Sedangkan Ndoro Kakung yang merespon tulisan Ismail Fahmi, memiliki pandangan agak solutif tentangnya, meskipun menurut saya, masih belum secara fokus masuk dalam akar masalah yang dialami media massa "korban disrupsi" : kepercayaan.
Membaca mereka, saya jadi tergelitik untuk mengulas lagi gagasan alternatif yang mungkin bisa mengisi khasanah berpikir kita, para punggawa jurnalistik. Saya menawarkan konsep "Trust-based Affiliate Ecosystem" untuk menjawab permasalahan tersebut, setidaknya dari sudut pengetahuan dan pengalaman saya selama 24 tahun terakhir menjadi jurnalis di Suara Surabaya Media.
Claire Atkin dari Check My Ads, dalam forum DW Global Media 2025, menegaskan realitas ini dengan bahasa yang jujur:
“Ekonomi media kita rusak. Bukan karena kekurangan uang, tetapi karena uangnya tidak sampai ke mereka yang membuat berita.”
Pernyataan itu menghantam saya secara personal. Karena saya hidup di tengahnya. Bukan sebagai analis, bukan sebagai konsultan industri, tapi sebagai orang yang selama dua dekade hidup di ruang redaksi Suara Surabaya, media lokal yang sejak lama hidup dari kepercayaan warga, bukan dari algoritma.

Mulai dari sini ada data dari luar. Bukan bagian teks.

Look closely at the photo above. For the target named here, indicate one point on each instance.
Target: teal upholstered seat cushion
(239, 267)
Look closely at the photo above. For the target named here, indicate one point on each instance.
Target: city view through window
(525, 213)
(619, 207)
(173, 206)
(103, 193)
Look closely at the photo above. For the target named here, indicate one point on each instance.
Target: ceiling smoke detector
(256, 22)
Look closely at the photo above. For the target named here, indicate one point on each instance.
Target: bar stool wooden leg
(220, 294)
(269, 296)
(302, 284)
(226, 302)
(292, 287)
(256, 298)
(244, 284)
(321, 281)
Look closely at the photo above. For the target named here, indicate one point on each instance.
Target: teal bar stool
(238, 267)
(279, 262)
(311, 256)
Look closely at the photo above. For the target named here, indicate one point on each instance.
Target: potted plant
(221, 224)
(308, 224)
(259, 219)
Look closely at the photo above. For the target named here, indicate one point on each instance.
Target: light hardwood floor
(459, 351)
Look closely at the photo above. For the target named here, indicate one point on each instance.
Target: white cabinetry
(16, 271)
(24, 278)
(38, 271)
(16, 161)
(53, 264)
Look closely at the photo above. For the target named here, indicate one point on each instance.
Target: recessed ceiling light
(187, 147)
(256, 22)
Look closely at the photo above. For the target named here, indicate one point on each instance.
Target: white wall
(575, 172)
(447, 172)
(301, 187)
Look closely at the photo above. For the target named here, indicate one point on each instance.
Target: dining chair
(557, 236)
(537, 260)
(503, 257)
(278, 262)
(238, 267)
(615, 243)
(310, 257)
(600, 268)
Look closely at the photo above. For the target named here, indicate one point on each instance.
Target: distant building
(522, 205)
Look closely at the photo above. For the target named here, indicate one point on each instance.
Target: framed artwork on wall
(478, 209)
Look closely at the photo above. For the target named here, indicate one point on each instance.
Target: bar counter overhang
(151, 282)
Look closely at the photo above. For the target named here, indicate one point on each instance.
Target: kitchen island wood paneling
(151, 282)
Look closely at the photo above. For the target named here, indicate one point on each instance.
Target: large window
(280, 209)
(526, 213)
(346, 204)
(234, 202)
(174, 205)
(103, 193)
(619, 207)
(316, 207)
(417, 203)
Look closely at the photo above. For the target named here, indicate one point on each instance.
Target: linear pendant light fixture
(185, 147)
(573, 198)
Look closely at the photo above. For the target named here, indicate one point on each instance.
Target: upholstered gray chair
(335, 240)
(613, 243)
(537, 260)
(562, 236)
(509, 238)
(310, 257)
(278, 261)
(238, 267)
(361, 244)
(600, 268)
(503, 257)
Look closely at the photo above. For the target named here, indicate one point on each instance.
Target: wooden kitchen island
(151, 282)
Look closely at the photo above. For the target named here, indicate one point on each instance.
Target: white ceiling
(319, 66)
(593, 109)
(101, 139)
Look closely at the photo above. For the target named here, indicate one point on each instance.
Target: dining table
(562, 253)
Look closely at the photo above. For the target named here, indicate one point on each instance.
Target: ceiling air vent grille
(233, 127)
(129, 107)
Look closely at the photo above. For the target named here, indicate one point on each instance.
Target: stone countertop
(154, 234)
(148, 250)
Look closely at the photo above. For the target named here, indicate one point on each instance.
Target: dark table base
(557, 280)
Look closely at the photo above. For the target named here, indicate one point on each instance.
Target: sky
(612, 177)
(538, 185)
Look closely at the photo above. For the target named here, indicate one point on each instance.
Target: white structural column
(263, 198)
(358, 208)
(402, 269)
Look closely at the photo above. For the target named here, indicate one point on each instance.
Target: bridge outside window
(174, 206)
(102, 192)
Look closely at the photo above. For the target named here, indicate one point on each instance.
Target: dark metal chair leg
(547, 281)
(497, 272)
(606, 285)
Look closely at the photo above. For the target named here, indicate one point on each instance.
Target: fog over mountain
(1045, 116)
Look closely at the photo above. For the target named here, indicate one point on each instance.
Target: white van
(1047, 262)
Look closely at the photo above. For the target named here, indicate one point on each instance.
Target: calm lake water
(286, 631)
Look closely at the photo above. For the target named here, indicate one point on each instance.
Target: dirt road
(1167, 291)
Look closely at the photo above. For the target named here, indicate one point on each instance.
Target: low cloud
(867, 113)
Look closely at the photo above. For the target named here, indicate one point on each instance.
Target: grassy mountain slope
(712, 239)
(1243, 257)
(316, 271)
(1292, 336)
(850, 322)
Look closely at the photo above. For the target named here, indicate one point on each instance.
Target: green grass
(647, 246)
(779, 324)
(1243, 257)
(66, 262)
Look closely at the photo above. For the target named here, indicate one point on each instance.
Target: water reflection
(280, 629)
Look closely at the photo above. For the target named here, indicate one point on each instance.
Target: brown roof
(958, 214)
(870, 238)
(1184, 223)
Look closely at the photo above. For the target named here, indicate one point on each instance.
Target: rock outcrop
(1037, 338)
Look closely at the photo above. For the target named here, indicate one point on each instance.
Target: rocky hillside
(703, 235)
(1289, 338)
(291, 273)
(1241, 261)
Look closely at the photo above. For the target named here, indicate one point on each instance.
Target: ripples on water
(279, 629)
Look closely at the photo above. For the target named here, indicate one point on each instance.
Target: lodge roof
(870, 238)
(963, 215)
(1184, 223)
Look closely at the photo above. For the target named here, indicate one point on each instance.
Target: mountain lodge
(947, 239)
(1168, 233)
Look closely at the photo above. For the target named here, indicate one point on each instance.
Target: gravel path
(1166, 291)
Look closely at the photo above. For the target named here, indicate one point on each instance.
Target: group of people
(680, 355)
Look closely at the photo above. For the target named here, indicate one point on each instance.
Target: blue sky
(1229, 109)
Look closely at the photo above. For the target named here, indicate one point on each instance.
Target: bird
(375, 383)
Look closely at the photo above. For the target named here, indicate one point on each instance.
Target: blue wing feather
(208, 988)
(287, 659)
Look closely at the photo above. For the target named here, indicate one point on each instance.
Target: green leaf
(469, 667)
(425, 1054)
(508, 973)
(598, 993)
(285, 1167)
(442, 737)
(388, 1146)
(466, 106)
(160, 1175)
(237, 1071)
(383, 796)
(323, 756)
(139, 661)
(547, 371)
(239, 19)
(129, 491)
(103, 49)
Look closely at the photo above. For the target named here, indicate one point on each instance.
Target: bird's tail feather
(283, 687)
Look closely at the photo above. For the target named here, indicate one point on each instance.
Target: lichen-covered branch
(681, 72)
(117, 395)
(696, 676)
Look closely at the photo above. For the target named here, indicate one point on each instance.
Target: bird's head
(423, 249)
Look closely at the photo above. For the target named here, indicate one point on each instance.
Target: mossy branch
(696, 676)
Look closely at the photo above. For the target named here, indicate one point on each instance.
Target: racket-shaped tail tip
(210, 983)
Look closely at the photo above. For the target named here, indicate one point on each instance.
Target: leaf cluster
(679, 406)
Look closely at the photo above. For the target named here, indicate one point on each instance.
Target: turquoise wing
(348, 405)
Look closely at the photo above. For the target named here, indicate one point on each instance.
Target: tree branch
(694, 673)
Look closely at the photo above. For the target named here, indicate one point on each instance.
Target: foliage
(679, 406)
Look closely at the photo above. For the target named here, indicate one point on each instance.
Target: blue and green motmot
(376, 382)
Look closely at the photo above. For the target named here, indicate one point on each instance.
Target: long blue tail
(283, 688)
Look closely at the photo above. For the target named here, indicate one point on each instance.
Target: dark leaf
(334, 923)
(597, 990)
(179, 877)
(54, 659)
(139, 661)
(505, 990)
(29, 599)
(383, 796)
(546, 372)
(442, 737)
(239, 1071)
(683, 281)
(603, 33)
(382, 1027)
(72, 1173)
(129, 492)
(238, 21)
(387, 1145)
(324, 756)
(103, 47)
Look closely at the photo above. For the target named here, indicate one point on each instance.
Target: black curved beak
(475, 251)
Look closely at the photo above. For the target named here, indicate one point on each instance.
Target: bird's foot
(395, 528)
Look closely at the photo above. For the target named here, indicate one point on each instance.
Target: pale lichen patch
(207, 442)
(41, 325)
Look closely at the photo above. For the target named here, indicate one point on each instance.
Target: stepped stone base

Saya menyaksikan dari dekat bagaimana sistem yang semula dibangun untuk memperluas jangkauan media, justru merenggut inti keberadaannya. Bagaimana media terjerumus dalam logika impresi, click-per-engage, dan bidding iklan yang tak transparan.
Bagaimana Google dan platform raksasa lainnya menyedot nilai ekonomi dari ruang interaksi sosial, tanpa pernah bertanggung jawab atas dampak kultural dan demokratisnya.